About 3-4 times a week one of my two 12hr tasks that acts as an ETL from an API endpoint to a Snowflake DB fails and I can't figure out exactly why.
The Cron Task Mananger says it last ran at 6:29am this morning but in retrieving the logs there's only one line which says:
This request caused a new process to be started for your application, and thus caused your application code to be loaded for the first time. This request may thus take longer and use more CPU than a typical request for your application.
I'm not sure if I need a warm-up, allocate specific workers, etc. because the log of the one-line error is so uninformative to me. I'm using a pretty sizable instance class I was hoping could handle most the workload.

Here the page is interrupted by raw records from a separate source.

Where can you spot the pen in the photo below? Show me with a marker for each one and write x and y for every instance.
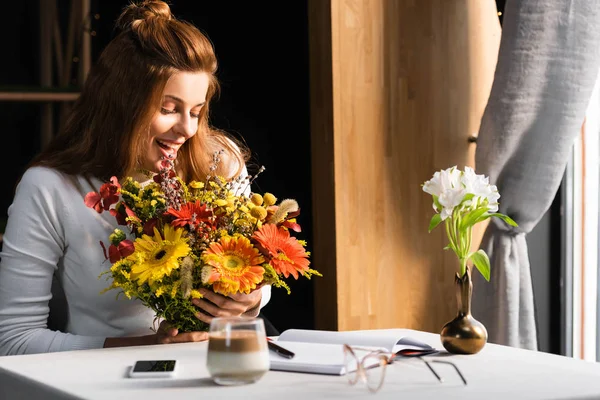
(280, 350)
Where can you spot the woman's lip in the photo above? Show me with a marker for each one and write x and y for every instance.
(170, 142)
(171, 153)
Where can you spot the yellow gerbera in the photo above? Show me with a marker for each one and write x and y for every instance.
(233, 265)
(156, 257)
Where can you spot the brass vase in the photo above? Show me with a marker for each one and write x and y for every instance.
(464, 334)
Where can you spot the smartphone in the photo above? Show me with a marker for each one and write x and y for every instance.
(153, 369)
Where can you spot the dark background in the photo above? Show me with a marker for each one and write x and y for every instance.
(263, 69)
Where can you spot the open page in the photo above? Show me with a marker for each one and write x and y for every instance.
(321, 352)
(392, 340)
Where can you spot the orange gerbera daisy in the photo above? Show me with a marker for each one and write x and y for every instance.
(233, 265)
(287, 254)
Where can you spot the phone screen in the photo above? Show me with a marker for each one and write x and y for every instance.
(154, 366)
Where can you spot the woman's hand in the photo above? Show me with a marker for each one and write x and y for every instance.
(235, 305)
(165, 334)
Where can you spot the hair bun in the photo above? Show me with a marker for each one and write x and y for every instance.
(145, 11)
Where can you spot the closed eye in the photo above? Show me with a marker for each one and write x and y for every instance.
(167, 111)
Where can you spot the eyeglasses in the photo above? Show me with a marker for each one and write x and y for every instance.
(370, 368)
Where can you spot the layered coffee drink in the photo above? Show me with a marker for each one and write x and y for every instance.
(237, 356)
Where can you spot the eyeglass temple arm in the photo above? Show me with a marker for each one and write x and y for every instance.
(449, 363)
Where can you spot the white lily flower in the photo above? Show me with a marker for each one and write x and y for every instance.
(442, 181)
(449, 199)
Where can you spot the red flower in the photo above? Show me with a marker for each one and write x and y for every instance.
(287, 254)
(115, 253)
(109, 195)
(191, 214)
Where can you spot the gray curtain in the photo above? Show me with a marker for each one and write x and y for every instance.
(548, 63)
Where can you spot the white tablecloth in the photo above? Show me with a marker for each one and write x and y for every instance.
(496, 372)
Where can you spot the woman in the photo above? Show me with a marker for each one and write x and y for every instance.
(147, 98)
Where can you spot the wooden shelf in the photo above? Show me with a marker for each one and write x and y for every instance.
(38, 96)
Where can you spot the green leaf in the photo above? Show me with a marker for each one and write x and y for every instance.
(482, 262)
(436, 201)
(435, 221)
(504, 218)
(468, 197)
(474, 217)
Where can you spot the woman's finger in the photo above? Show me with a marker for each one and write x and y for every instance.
(185, 338)
(229, 308)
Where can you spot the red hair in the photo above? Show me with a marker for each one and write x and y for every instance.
(106, 131)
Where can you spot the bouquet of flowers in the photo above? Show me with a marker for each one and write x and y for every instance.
(187, 235)
(462, 199)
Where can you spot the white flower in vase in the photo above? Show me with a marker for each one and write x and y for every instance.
(462, 199)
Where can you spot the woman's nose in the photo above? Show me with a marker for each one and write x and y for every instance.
(187, 126)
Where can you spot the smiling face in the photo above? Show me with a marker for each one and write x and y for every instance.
(177, 119)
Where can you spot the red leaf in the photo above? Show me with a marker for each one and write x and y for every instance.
(110, 194)
(104, 250)
(126, 248)
(149, 226)
(94, 200)
(115, 182)
(113, 254)
(292, 225)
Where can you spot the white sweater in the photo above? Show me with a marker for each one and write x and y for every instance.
(52, 233)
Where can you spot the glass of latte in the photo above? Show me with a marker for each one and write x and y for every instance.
(237, 350)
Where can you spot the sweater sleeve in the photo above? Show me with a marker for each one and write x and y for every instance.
(34, 242)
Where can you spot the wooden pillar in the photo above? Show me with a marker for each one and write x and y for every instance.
(397, 88)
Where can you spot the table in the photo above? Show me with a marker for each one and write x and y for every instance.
(496, 372)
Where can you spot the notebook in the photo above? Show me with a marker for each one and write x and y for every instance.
(321, 352)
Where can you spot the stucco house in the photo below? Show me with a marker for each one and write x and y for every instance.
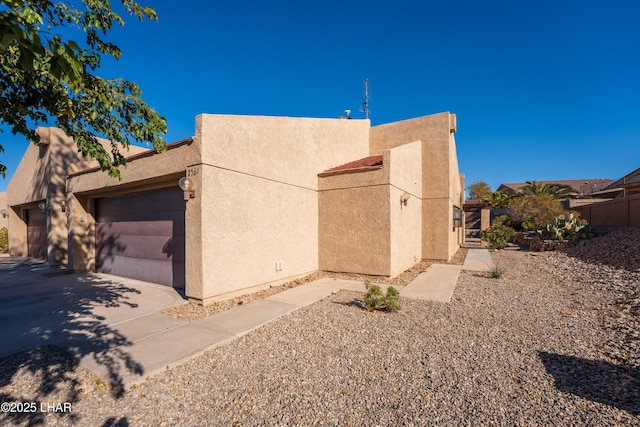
(271, 199)
(4, 211)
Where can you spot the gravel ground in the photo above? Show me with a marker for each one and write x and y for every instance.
(553, 342)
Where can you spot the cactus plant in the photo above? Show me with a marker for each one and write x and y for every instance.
(567, 228)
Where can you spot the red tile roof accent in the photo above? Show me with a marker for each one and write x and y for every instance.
(368, 163)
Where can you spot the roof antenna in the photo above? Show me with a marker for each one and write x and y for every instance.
(365, 105)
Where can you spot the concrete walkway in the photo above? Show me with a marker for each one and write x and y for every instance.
(123, 345)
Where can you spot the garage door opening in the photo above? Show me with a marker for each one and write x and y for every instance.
(141, 236)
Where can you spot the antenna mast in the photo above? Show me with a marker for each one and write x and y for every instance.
(365, 105)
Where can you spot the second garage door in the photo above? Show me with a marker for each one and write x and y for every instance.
(141, 236)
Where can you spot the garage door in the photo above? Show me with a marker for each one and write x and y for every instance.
(141, 236)
(36, 233)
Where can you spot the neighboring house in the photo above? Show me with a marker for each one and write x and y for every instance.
(273, 198)
(584, 187)
(619, 203)
(625, 186)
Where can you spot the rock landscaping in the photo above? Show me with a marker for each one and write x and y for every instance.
(554, 341)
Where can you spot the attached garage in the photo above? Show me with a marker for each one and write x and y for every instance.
(36, 233)
(141, 236)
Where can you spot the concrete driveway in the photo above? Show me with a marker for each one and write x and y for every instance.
(77, 312)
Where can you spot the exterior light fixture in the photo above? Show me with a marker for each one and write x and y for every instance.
(457, 217)
(186, 185)
(44, 207)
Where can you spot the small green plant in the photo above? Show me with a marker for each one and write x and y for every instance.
(567, 227)
(4, 240)
(497, 236)
(374, 299)
(497, 270)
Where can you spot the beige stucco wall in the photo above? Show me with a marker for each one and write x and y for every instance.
(406, 221)
(364, 227)
(440, 178)
(141, 174)
(260, 208)
(4, 219)
(355, 221)
(41, 176)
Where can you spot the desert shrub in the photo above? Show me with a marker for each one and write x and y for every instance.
(497, 236)
(4, 240)
(374, 299)
(567, 227)
(497, 270)
(534, 212)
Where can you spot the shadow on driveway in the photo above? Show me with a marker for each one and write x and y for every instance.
(596, 380)
(79, 313)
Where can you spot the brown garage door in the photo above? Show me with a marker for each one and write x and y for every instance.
(36, 233)
(141, 236)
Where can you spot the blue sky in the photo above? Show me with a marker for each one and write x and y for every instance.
(542, 90)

Here is what the logs of a successful run look like:
https://github.com/markamcgown/GF/blob/main/downloaded-logs-success2.csv
And the failure:
https://github.com/markamcgown/GF/blob/main/downloaded-logs-20210104-074656.csv
App.yaml:
service: vetdata-loader
runtime: python38
instance_class: F4_1G
handlers:
- url: /task/loader
script: auto
Updated, here is my most recent app.yaml that's failing less now but still sometimes:
service: vetdata-loader
runtime: python38
instance_class: B4_1G
handlers:
- url: /task/loader
script: auto
basic_scaling:
max_instances: 11
idle_timeout: 30m
I think you don't use the correct instance class. If you have a look here about the timeouts and the task call you are limited to 10 minutes call for automatic scaling, and up to 24h with basic and manual scaling.
If I take your instance_class
, the FXXX type is suitable for automatic scaling. Use a B4_1G
instance class instead and check if you still have these issues. You should not.